You can now see the connection between agnosticism and the scientific rule of logical positivists.
Agnosticism doesn’t undermine one’s belief rather it challenges statements that affirm or deny knowledge of metaphysical reality.
Both atheists and theists claim to know more than they can or that which they can’t.
The theist is like a traveller who claims he knows there exists an invisible non-physical bridge at the bottom of the horizon and hopes to use that bridge to gain access to the back of the sky.
The atheist traveller on the hand contrary argues he knows there exists no such bridge and challenges the theist traveller to prove otherwise. Clearly, both are guilty of ‘ad ignorantiam’ fallacy. In short, believe but don’t claim knowledge of something you can’t verify its existence.

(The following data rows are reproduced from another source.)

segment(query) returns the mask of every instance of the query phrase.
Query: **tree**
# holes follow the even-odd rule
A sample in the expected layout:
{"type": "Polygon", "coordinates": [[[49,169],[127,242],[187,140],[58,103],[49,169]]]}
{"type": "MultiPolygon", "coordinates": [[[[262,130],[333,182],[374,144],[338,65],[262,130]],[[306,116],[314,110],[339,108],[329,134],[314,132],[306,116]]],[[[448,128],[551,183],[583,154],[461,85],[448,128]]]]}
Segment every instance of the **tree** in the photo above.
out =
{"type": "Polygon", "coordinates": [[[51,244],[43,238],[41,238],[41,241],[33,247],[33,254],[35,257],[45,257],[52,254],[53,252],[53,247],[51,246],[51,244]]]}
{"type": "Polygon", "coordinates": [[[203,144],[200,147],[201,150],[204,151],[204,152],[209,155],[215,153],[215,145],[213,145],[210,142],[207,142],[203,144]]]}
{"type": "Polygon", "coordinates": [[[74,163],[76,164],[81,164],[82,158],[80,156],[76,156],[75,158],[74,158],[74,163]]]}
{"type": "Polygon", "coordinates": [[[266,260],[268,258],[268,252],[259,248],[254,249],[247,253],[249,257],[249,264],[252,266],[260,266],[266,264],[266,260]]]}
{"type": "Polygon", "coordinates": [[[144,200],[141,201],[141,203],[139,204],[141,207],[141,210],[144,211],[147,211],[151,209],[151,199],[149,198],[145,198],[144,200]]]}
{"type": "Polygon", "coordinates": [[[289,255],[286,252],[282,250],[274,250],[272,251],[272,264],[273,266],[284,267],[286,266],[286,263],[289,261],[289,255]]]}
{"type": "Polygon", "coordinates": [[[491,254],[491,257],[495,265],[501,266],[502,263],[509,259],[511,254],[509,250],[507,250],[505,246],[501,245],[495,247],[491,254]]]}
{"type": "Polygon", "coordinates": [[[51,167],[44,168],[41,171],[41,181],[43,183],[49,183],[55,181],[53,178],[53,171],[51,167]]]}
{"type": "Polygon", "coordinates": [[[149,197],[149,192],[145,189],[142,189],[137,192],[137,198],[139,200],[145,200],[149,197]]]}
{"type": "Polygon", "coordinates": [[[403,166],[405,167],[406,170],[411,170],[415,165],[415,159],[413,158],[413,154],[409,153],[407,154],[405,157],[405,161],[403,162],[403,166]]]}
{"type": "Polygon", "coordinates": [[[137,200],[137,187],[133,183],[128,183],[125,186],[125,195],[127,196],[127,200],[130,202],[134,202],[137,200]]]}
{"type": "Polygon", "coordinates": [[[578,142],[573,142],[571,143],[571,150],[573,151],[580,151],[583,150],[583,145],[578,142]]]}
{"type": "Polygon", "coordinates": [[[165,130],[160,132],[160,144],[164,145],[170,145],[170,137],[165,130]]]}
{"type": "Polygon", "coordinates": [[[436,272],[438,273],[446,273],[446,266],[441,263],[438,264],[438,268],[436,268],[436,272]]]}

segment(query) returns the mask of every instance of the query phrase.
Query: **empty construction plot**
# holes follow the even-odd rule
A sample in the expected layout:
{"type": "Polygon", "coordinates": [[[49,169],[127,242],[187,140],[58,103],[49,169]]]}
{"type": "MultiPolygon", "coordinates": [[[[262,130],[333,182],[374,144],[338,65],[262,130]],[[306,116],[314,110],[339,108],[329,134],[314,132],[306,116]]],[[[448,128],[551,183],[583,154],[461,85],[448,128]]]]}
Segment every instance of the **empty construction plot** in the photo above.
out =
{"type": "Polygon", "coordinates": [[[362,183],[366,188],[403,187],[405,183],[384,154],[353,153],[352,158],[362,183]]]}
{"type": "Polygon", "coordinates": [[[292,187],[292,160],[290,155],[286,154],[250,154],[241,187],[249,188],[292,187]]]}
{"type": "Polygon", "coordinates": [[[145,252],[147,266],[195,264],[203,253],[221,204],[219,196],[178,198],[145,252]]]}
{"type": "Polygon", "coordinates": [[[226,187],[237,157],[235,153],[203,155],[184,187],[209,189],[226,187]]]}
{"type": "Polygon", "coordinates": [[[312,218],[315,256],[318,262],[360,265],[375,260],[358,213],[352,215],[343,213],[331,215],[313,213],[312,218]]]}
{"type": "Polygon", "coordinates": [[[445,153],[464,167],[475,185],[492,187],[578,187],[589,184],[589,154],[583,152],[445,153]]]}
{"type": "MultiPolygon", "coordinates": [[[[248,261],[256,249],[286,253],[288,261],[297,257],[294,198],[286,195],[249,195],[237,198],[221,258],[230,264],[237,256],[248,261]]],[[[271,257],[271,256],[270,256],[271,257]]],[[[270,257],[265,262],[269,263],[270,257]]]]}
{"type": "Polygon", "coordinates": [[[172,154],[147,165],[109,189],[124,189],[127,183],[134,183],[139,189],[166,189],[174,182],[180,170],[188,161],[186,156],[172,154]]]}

How have family members or friends reacted to your revelations and choices? What do you say to them?
I have clarified to people around me that mine is a purely philosophical opinion which shouldn’t influence their practice of religion…if anything, we are constantly seeking the truth.
Again, I question religion. I do not deride it or despise those who practice it. My contention is not about believing because belief is a mental attitude – it doesn’t necessarily need to attract evidential proof grounded on contingent facts of the world (even though it would make a lot of sense if it did).
Is there anything else you would like usto know?
If I were to choose which God to believe in, I would find a home in Einstein’s non-personal God whom, unlike the God of most organised religions, isn’t really involved in defining human fate or destiny.
But I find meaning in the idea of space and time as the infinite reality within which the universe came into existence.
Whichever side you take, whether it's Biblical creationism or scientific evolutionism, everything happened within space and time, and logically space and time couldn’t have been caused.
Space and time are both metaphysical and infinite – beyond anyone’s cause.